TokenCountPayloadFilter
De JDONREF Wiki
Include in integer payloads the count of tokens with the same payload within the same field.
Sample
For example, the document :
{ "fullName": "BOULEVARD|1 DE|1 PARIS|1 L|2 HOPITAL|2" }
indexed with a mapping like :
"fullName" : {"type": "string", "term_vector" : "with_positions_offsets_payloads", "index_analyzer":"myAnalyzer"}
and settings like :
{ "index" : { "analysis" : { "analyzer": { "myAnalyzer" : { "type" : "custom", "tokenizer" : "whitespace", "filter" : ["delimited_payload_filter", "lowercase", "tokencount_payload_filter"] }, "filter" : { "delimited_payload_filter" : { "type": "delimited_payload_filter", "delimiter" : "|", "encoding" : "int" }, "tokencount_payload_filter" : { "type": "tokencountpayloads", "factor": 1000 } } }
will index the tokens BOULEVARD, DE, PARIS, L, HOPITAL with the respective payloads : 3001, 3001, 3001, 2002, 2002.
- 3001 means there is 3 tokens with payload 1 ( 3*factor +1 ).
- 2002 means there is 2 tokens with payload 2 ( 2*factor +2 ).

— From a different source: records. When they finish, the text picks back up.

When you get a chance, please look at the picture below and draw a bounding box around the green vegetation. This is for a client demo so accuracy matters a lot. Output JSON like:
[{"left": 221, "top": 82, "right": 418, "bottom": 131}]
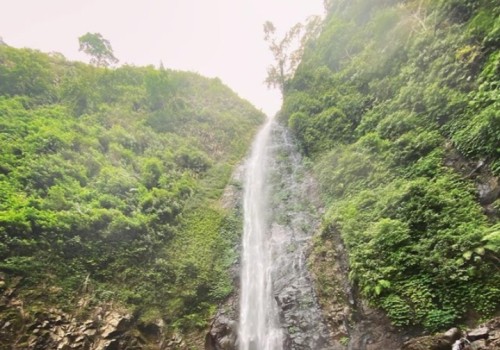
[
  {"left": 0, "top": 46, "right": 264, "bottom": 330},
  {"left": 281, "top": 0, "right": 500, "bottom": 331}
]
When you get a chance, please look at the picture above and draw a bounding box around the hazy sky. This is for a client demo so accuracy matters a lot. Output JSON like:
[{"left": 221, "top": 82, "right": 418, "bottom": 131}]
[{"left": 0, "top": 0, "right": 323, "bottom": 114}]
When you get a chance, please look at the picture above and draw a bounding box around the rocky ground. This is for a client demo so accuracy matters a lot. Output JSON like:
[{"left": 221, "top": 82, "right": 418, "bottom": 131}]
[{"left": 402, "top": 317, "right": 500, "bottom": 350}]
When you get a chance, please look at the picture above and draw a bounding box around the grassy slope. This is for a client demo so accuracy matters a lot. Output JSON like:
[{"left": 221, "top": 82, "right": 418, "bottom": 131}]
[
  {"left": 0, "top": 46, "right": 263, "bottom": 329},
  {"left": 282, "top": 0, "right": 500, "bottom": 330}
]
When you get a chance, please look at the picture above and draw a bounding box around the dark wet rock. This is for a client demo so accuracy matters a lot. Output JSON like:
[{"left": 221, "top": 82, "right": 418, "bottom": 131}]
[
  {"left": 205, "top": 315, "right": 238, "bottom": 350},
  {"left": 402, "top": 334, "right": 453, "bottom": 350},
  {"left": 467, "top": 327, "right": 490, "bottom": 342}
]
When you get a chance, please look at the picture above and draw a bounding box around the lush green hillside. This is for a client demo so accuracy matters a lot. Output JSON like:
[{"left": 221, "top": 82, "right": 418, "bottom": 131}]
[
  {"left": 0, "top": 46, "right": 264, "bottom": 329},
  {"left": 281, "top": 0, "right": 500, "bottom": 330}
]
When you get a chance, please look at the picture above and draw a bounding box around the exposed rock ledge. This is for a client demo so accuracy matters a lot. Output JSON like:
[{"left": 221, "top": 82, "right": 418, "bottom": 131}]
[{"left": 403, "top": 317, "right": 500, "bottom": 350}]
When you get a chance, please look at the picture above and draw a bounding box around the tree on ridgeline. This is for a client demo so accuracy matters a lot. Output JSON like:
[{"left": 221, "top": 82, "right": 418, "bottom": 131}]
[
  {"left": 264, "top": 16, "right": 321, "bottom": 94},
  {"left": 78, "top": 33, "right": 118, "bottom": 67}
]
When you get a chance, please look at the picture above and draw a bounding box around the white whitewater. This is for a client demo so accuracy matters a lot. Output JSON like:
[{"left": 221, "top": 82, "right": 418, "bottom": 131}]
[{"left": 238, "top": 119, "right": 283, "bottom": 350}]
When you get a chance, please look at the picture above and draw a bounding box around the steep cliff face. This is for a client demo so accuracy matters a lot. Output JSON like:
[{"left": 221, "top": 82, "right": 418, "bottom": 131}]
[
  {"left": 0, "top": 45, "right": 264, "bottom": 349},
  {"left": 280, "top": 0, "right": 500, "bottom": 336}
]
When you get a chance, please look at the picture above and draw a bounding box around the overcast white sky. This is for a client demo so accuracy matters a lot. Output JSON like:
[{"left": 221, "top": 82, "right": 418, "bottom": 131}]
[{"left": 0, "top": 0, "right": 323, "bottom": 115}]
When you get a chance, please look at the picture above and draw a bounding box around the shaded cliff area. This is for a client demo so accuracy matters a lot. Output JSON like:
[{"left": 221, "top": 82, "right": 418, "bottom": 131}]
[{"left": 280, "top": 0, "right": 500, "bottom": 342}]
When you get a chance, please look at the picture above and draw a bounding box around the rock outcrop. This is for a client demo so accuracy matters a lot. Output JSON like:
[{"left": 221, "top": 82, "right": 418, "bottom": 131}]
[{"left": 402, "top": 317, "right": 500, "bottom": 350}]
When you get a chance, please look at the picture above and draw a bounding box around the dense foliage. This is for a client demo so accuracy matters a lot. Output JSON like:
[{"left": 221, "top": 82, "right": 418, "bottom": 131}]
[
  {"left": 0, "top": 46, "right": 263, "bottom": 328},
  {"left": 281, "top": 0, "right": 500, "bottom": 330}
]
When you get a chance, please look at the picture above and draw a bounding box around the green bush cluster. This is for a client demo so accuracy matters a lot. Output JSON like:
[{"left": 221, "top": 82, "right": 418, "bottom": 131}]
[
  {"left": 281, "top": 0, "right": 500, "bottom": 331},
  {"left": 0, "top": 46, "right": 264, "bottom": 328}
]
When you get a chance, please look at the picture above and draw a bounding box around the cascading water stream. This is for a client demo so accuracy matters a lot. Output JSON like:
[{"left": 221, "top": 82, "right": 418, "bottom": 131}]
[{"left": 239, "top": 119, "right": 283, "bottom": 350}]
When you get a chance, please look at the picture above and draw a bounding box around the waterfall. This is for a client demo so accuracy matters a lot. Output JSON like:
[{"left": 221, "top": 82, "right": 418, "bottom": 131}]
[
  {"left": 239, "top": 119, "right": 283, "bottom": 350},
  {"left": 238, "top": 119, "right": 332, "bottom": 350}
]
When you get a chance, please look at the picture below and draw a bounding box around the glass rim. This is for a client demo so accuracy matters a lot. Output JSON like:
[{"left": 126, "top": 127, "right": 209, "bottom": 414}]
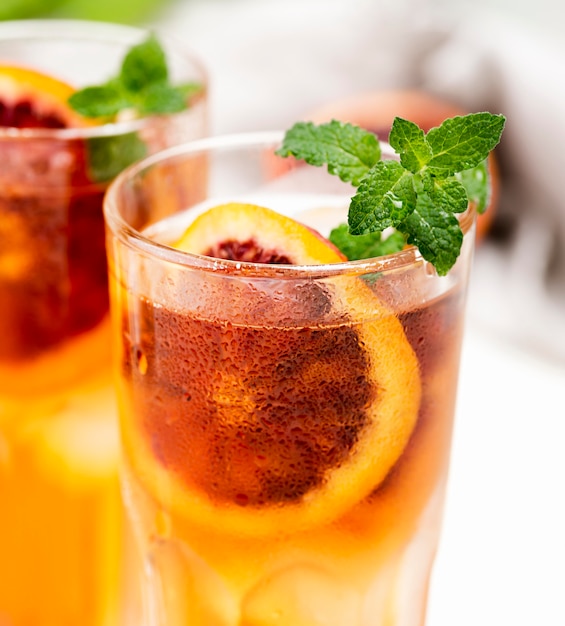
[
  {"left": 0, "top": 19, "right": 209, "bottom": 141},
  {"left": 104, "top": 131, "right": 475, "bottom": 278}
]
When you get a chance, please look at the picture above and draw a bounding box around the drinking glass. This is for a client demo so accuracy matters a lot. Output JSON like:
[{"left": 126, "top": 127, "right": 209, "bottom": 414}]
[
  {"left": 0, "top": 20, "right": 207, "bottom": 626},
  {"left": 105, "top": 133, "right": 475, "bottom": 626}
]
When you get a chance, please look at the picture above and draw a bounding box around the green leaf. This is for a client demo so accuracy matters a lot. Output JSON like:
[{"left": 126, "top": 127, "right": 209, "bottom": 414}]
[
  {"left": 456, "top": 159, "right": 491, "bottom": 213},
  {"left": 430, "top": 178, "right": 469, "bottom": 213},
  {"left": 69, "top": 84, "right": 133, "bottom": 117},
  {"left": 86, "top": 132, "right": 147, "bottom": 182},
  {"left": 278, "top": 112, "right": 506, "bottom": 275},
  {"left": 388, "top": 117, "right": 432, "bottom": 174},
  {"left": 277, "top": 120, "right": 381, "bottom": 186},
  {"left": 399, "top": 193, "right": 463, "bottom": 276},
  {"left": 330, "top": 224, "right": 406, "bottom": 261},
  {"left": 426, "top": 113, "right": 505, "bottom": 178},
  {"left": 69, "top": 35, "right": 202, "bottom": 121},
  {"left": 120, "top": 35, "right": 169, "bottom": 93},
  {"left": 348, "top": 160, "right": 416, "bottom": 235}
]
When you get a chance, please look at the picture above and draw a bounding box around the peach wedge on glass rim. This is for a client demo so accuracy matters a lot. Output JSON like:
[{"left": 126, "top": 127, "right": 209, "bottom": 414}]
[{"left": 123, "top": 203, "right": 421, "bottom": 536}]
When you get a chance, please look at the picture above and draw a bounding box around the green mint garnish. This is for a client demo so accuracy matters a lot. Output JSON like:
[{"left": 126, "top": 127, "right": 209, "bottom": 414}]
[
  {"left": 86, "top": 132, "right": 147, "bottom": 183},
  {"left": 329, "top": 224, "right": 406, "bottom": 261},
  {"left": 277, "top": 113, "right": 506, "bottom": 276},
  {"left": 69, "top": 35, "right": 202, "bottom": 121}
]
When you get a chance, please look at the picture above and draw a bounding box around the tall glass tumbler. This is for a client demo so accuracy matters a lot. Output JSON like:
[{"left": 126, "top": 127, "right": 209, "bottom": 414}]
[
  {"left": 0, "top": 20, "right": 207, "bottom": 626},
  {"left": 105, "top": 134, "right": 474, "bottom": 626}
]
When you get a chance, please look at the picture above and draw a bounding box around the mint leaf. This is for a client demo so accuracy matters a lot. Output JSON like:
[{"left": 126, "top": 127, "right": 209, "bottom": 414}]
[
  {"left": 277, "top": 120, "right": 381, "bottom": 186},
  {"left": 86, "top": 132, "right": 147, "bottom": 182},
  {"left": 120, "top": 35, "right": 169, "bottom": 93},
  {"left": 68, "top": 35, "right": 202, "bottom": 122},
  {"left": 69, "top": 84, "right": 133, "bottom": 117},
  {"left": 456, "top": 159, "right": 491, "bottom": 213},
  {"left": 388, "top": 117, "right": 433, "bottom": 174},
  {"left": 426, "top": 113, "right": 506, "bottom": 178},
  {"left": 348, "top": 160, "right": 416, "bottom": 235},
  {"left": 138, "top": 83, "right": 186, "bottom": 115},
  {"left": 329, "top": 224, "right": 406, "bottom": 261},
  {"left": 399, "top": 192, "right": 463, "bottom": 276},
  {"left": 277, "top": 112, "right": 506, "bottom": 275}
]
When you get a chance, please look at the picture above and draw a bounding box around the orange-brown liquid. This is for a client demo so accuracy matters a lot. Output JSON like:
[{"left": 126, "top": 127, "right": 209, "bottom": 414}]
[
  {"left": 0, "top": 151, "right": 122, "bottom": 626},
  {"left": 118, "top": 278, "right": 463, "bottom": 626}
]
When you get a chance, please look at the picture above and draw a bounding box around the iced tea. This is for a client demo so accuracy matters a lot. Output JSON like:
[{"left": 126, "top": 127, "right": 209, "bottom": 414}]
[
  {"left": 106, "top": 133, "right": 473, "bottom": 626},
  {"left": 0, "top": 21, "right": 206, "bottom": 626}
]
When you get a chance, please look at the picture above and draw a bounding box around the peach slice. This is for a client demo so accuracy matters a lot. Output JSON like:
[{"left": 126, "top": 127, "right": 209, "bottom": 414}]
[
  {"left": 123, "top": 203, "right": 421, "bottom": 536},
  {"left": 0, "top": 65, "right": 89, "bottom": 129}
]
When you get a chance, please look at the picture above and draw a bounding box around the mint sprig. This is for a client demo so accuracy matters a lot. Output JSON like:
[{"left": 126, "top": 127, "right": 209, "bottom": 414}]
[
  {"left": 277, "top": 112, "right": 506, "bottom": 276},
  {"left": 69, "top": 35, "right": 202, "bottom": 121},
  {"left": 329, "top": 224, "right": 406, "bottom": 260}
]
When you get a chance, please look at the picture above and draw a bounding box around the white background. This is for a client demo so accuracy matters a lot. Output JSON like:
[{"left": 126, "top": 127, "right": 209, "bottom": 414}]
[{"left": 150, "top": 0, "right": 565, "bottom": 626}]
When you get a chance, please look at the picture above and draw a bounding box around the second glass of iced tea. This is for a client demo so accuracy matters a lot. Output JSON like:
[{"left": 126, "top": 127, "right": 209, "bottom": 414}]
[
  {"left": 0, "top": 20, "right": 207, "bottom": 626},
  {"left": 105, "top": 135, "right": 474, "bottom": 626}
]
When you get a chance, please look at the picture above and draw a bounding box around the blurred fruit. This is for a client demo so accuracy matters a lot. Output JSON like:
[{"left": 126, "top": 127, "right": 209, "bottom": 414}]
[
  {"left": 305, "top": 89, "right": 500, "bottom": 240},
  {"left": 0, "top": 65, "right": 91, "bottom": 128}
]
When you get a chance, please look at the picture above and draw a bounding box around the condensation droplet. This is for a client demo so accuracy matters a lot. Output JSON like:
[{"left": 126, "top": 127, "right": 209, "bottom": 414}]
[{"left": 135, "top": 348, "right": 148, "bottom": 376}]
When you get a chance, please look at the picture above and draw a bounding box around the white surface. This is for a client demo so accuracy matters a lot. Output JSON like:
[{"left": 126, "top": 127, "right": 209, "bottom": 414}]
[{"left": 151, "top": 0, "right": 565, "bottom": 626}]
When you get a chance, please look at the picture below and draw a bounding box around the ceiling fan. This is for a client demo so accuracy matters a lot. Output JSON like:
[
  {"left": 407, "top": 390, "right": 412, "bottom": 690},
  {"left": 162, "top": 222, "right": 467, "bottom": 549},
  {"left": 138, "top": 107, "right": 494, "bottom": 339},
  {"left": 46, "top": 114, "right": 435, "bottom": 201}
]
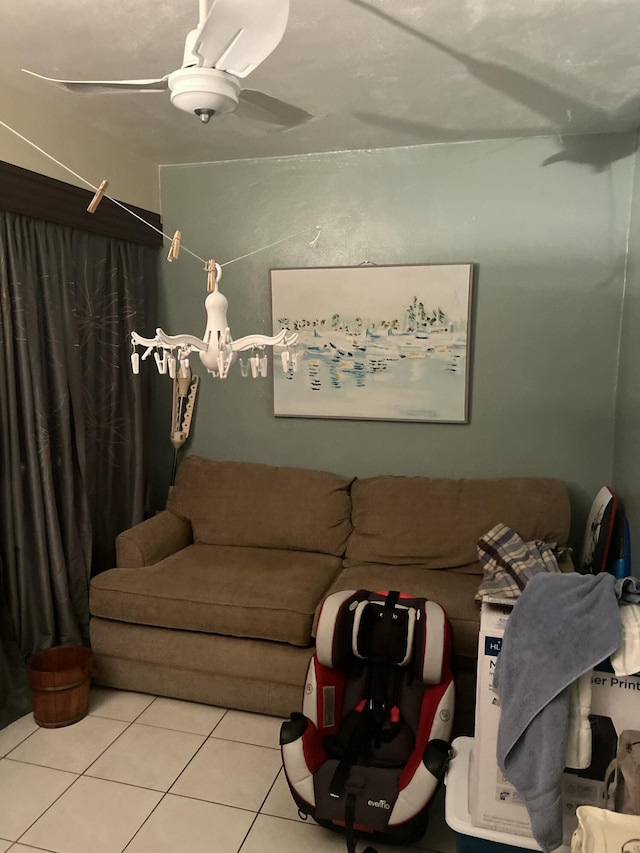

These factored tokens can be used with the checker All from PayloadCheckerSpanQuery.
Features
Setting | description |
factor | (Mandatory) The factor by which the count of tokens with a given payload will be multiplied. |
ignored_types | (none) The token's payload associated with these types won't be modified. Others will. |